With Capaldi debuting in August of 2014, his recommended three years will soon be up, leading the way for a potential regeneration in the 2017 Christmas special. With all that said, Troughton’s original nugget of advice was said mostly in relation to typecasting, something that would be more of a concern to younger actors such as Davison, Tennant and Smith. Capaldi, on the other hand, is an established actor well-known for his turns in the likes of The Thick of It and as such, has less need to be concerned with being typecast.

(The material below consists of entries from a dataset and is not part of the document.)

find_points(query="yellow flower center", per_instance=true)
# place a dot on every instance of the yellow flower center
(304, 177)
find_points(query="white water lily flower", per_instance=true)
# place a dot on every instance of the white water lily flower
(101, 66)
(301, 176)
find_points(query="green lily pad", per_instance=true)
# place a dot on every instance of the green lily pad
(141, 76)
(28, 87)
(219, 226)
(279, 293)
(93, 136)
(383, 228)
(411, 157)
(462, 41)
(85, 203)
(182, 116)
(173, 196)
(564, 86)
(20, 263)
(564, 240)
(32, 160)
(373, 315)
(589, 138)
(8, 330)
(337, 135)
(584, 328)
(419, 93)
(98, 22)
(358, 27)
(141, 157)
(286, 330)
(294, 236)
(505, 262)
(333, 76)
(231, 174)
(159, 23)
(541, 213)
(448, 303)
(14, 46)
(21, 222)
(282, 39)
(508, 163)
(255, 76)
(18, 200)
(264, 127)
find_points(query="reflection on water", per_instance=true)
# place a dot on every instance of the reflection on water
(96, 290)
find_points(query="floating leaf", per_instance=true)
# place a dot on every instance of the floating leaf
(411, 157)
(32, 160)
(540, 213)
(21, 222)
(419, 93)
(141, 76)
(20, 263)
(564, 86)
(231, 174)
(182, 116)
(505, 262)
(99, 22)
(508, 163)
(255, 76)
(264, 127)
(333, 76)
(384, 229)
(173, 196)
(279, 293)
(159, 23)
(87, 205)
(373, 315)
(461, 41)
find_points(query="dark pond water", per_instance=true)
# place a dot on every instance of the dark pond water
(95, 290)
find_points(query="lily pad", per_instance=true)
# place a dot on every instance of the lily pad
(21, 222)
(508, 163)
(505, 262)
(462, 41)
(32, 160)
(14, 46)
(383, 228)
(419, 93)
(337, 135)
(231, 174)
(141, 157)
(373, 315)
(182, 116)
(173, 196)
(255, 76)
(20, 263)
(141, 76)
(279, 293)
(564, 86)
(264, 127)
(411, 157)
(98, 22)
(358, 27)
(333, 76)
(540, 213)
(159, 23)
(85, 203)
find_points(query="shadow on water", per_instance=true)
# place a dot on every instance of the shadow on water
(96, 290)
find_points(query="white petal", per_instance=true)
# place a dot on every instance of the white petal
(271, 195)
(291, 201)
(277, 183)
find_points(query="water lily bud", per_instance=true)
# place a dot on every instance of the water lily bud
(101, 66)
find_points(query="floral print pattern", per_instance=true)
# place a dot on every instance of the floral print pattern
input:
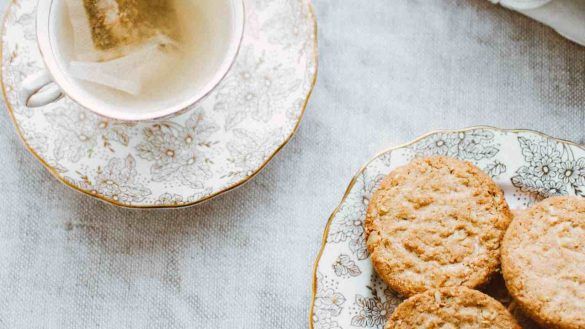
(328, 304)
(527, 165)
(551, 169)
(210, 148)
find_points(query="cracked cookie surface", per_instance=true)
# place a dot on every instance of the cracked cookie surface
(543, 262)
(436, 222)
(455, 307)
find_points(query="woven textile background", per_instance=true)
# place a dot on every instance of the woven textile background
(389, 71)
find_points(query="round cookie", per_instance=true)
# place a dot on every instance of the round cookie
(436, 222)
(453, 307)
(543, 262)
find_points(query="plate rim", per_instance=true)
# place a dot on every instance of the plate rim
(226, 189)
(391, 149)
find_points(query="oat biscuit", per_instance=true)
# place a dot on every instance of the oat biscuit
(453, 307)
(543, 262)
(436, 222)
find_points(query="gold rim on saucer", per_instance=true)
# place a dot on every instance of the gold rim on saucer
(235, 185)
(355, 178)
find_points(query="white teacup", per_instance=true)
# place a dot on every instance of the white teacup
(47, 86)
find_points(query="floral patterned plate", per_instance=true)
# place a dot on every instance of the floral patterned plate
(527, 165)
(211, 148)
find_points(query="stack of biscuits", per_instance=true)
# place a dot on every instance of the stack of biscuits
(438, 228)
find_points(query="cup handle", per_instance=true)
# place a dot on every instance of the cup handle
(39, 89)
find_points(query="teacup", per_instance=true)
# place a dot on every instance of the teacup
(50, 84)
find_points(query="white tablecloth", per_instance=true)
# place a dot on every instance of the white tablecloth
(389, 71)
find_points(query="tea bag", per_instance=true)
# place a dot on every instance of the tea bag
(136, 37)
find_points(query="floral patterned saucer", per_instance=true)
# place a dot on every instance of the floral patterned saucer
(527, 165)
(213, 147)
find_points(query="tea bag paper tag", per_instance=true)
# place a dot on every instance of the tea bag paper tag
(140, 67)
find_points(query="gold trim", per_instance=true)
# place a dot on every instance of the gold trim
(362, 168)
(55, 174)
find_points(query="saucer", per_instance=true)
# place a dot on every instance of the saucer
(527, 165)
(213, 147)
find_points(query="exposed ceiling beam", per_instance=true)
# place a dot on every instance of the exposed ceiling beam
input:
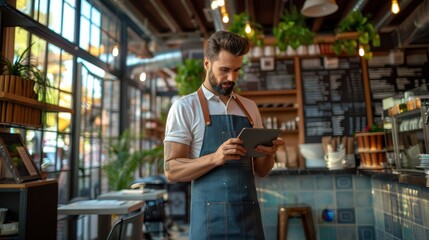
(142, 22)
(192, 12)
(279, 5)
(166, 16)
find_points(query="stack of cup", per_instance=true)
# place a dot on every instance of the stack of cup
(2, 215)
(335, 159)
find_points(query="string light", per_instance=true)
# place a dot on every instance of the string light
(395, 7)
(214, 4)
(247, 28)
(225, 18)
(143, 76)
(361, 51)
(115, 51)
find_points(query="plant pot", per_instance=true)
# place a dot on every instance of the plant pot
(14, 90)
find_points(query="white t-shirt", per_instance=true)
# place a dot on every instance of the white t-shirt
(185, 120)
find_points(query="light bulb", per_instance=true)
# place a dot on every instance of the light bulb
(115, 51)
(143, 76)
(247, 28)
(214, 4)
(395, 7)
(361, 51)
(225, 18)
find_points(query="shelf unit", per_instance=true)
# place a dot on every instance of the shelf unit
(34, 206)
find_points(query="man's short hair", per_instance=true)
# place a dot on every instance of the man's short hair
(228, 41)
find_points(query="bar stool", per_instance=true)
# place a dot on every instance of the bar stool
(295, 210)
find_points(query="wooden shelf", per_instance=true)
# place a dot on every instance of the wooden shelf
(9, 97)
(277, 109)
(268, 92)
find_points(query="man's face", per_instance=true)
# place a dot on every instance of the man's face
(223, 72)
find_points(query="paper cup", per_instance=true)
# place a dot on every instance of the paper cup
(2, 215)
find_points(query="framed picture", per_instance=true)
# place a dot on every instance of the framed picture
(16, 157)
(267, 63)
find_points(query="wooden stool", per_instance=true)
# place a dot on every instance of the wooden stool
(295, 210)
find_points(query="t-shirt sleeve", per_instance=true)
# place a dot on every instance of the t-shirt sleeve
(177, 127)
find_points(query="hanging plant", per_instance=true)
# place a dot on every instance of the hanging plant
(190, 76)
(356, 22)
(292, 30)
(238, 26)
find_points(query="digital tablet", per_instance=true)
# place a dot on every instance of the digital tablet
(253, 137)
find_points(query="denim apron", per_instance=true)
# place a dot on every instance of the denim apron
(224, 203)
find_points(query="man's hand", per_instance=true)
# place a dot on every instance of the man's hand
(270, 151)
(231, 149)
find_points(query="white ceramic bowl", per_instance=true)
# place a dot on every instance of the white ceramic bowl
(313, 154)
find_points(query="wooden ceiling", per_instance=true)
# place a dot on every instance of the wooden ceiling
(172, 23)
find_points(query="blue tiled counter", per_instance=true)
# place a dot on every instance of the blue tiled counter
(366, 204)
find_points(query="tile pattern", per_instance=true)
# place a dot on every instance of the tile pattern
(349, 196)
(401, 211)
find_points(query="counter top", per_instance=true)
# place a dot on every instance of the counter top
(412, 177)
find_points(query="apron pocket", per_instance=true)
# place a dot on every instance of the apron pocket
(237, 220)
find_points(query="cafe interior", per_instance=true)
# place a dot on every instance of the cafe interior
(86, 86)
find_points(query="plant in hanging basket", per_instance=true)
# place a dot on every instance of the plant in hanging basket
(21, 79)
(190, 76)
(238, 26)
(292, 31)
(367, 36)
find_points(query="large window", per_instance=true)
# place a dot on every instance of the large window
(100, 33)
(77, 83)
(58, 15)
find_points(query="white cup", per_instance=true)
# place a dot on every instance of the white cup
(2, 215)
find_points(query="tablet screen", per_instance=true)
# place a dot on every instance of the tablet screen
(253, 137)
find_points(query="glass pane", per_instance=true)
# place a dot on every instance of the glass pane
(24, 6)
(54, 66)
(55, 16)
(64, 121)
(95, 40)
(41, 12)
(68, 23)
(66, 72)
(66, 100)
(51, 121)
(96, 17)
(72, 3)
(86, 9)
(84, 33)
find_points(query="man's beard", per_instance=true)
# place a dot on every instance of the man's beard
(219, 88)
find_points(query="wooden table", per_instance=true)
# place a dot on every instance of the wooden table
(134, 194)
(104, 209)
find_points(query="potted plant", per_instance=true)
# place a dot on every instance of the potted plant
(189, 76)
(20, 80)
(356, 22)
(238, 26)
(123, 161)
(292, 31)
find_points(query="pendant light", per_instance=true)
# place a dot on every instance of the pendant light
(395, 7)
(319, 8)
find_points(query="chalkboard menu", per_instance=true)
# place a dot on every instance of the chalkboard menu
(388, 80)
(258, 76)
(333, 98)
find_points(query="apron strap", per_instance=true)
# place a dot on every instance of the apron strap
(244, 110)
(205, 108)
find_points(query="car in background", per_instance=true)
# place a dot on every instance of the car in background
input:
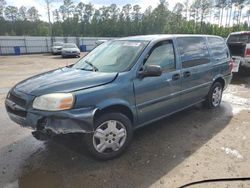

Of course, it’s entirely possible that Peter Capaldi isn’t being vague about his Doctor Who future because he’s yet to make up his mind, but rather he’s protecting important plot details for the forthcoming season. If a regeneration is coming in the near future then there will surely be plenty of ominous foreshadowing ahead that could make Capaldi’s departure very apparent in the forthcoming episodes. Conversely, if a big new story arc is cracked open towards the end of season 10, it may quickly become obvious that Capaldi will be sticking around. By keeping his cards close to his chest, the actor ensures all future plot lines remain shrouded in mystery and by keeping fans guessing as to how long he’ll stay in the role, a sense that ‘anything can happen’ is created.
Steven Moffat has history in this regard, sometimes going as far as to outright lie in promotional interviews in order to prevent potential spoilers about his shows being revealed. It wouldn’t be too surprising if Capaldi has already made a decision about his future and this information is being guarded purely to keep everyone guessing and speculating as Doctor Who heads into its new season.
Doctor Who season 10 is expected to premiere in April on BBC and BBC America.